Anno di pubblicazione: 2012

La monografia di Ceschi propone una galleria di personalità afro-americane che dal 1968 hanno concorso alla presidenza degli Stati Uniti. In particolare, sono esaminate le candidature del comico Dick Gregory per il Peace and Freedom Party nel 1968, della rappresentante di New York alla Camera federale Shirley Chisholm nelle primarie democratiche del 1972 e del pastore battista Jesse Jackson per la nomination del Partito democratico nel 1984 e nel 1988. Tutti e quattro i tentativi furono infruttuosi, ma costituirono nondimeno delle occasioni di rottura rispetto alla precedente marginalità degli afro-americani nelle elezioni presidenziali e rappresentarono quindi un avvicinamento all’instaurazione di quella politica post-razziale che ha condotto Barack Obama alla Casa Bianca nel 2008.
Per politica post-razziale viene generalmente inteso il superamento della centralità delle rivendicazioni precipue della comunità nera nella stesura dei programmi elettorali dei candidati di colore, come è accaduto proprio nel caso di Obama sia nel 2008 sia nel 2012. Il lettore, pertanto, si chiede come possa essere considerato un candidato postrazziale Gregory, che promise di «dipingere la Casa Bianca di nero» (p. 23) qualora fosse stato eletto alla presidenza. Purtroppo il libro non si preoccupa di approfondire i contenuti della principale categoria interpretativa che adotta, adombrando che post-razziale possa significare più semplicemente l’irrompere degli afro-americani sulla scena politica nazionale. Tale prospettiva, però, rende incompleto e parziale il quadro dei candidati neri passati in rassegna perché omette le campagne di Charlene Mitchell – la fondatrice del Che-Lumumba Club – per il Partito comunista nel 1968, del governatore della Virginia Douglass Wilder nelle primarie democratiche del 1992 e di Cynthia McKinney per il Green Party nel 2008.
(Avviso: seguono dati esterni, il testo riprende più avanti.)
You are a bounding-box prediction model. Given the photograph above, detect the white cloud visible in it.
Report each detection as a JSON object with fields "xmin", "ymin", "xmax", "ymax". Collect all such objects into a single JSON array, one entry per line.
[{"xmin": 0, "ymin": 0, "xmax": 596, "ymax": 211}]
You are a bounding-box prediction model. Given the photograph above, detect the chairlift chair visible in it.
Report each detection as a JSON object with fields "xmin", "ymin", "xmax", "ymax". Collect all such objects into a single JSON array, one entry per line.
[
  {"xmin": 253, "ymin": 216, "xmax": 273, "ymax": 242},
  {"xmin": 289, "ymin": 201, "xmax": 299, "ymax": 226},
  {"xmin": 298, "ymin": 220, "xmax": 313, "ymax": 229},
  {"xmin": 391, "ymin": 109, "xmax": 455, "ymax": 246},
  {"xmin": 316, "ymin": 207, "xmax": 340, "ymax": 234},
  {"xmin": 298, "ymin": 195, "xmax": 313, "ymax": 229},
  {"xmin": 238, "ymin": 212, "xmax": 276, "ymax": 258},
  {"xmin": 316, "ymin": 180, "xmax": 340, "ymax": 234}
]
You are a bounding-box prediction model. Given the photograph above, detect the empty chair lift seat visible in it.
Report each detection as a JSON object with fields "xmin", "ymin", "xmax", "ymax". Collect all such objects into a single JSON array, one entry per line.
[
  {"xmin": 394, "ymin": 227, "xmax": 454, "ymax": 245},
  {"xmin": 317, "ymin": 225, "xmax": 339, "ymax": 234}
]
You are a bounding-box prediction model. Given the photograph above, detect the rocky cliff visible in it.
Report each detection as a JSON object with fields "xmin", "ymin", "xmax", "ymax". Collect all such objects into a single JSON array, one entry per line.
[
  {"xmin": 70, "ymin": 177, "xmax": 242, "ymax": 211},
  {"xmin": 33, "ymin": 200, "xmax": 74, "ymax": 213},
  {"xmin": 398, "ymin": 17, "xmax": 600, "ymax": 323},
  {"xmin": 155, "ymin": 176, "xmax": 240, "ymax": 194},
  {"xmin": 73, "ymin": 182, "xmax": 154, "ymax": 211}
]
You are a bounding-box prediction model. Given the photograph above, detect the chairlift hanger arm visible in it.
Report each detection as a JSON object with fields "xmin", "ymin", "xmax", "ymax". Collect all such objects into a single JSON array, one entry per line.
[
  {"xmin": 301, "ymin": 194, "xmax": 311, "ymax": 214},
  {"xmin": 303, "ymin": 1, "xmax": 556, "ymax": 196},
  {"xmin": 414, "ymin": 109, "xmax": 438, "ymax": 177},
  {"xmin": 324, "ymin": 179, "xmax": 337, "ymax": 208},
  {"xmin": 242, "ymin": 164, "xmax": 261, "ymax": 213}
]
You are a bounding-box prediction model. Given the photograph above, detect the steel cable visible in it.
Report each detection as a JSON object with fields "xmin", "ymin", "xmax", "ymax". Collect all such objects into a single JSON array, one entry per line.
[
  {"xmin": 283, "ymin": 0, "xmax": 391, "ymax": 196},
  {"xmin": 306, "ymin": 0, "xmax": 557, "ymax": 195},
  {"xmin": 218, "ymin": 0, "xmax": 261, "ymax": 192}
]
Inoltre la narrazione procede in modo cronachistico senza un confronto significativo con la storiografia e la politologia sull’esperienza politica degli afro-americani. L’emergere delle candidature di esponenti della comunità nera e il progressivo superamento della linea del colore, per esempio, avrebbero dovuto essere messi in relazione alla diminuzione della rilevanza della questione razziale come determinante del voto nelle elezioni presidenziali a partire dalla fine degli anni ’60 del ’900 (cfr. David G. Lawrence, The Collapse of the Democratic Presidential Majority, Boulder, Westview Press, 1996, in particolare pp. 68-70).
Docente di storia del giornalismo, l’a. cade in una specie di deformazione professionale che lo porta a utilizzare come fonti documentarie quasi esclusivamente la stampa quotidiana e periodica, oltre a qualche autobiografia dei candidati. Tuttavia appare per lo meno velleitario che si possa ambire a studiare Shirley Chisholm senza prendere in considerazione gli Shirley Chisholm Papers, depositati da tempo presso la Rutgers University. Il risultato della ricerca è così un lavoro divulgativo, più descrittivo che analitico, che riesce comunque a introdurre a un pubblico italiano di non specialisti alcuni dei predecessori di Obama nella politica americana.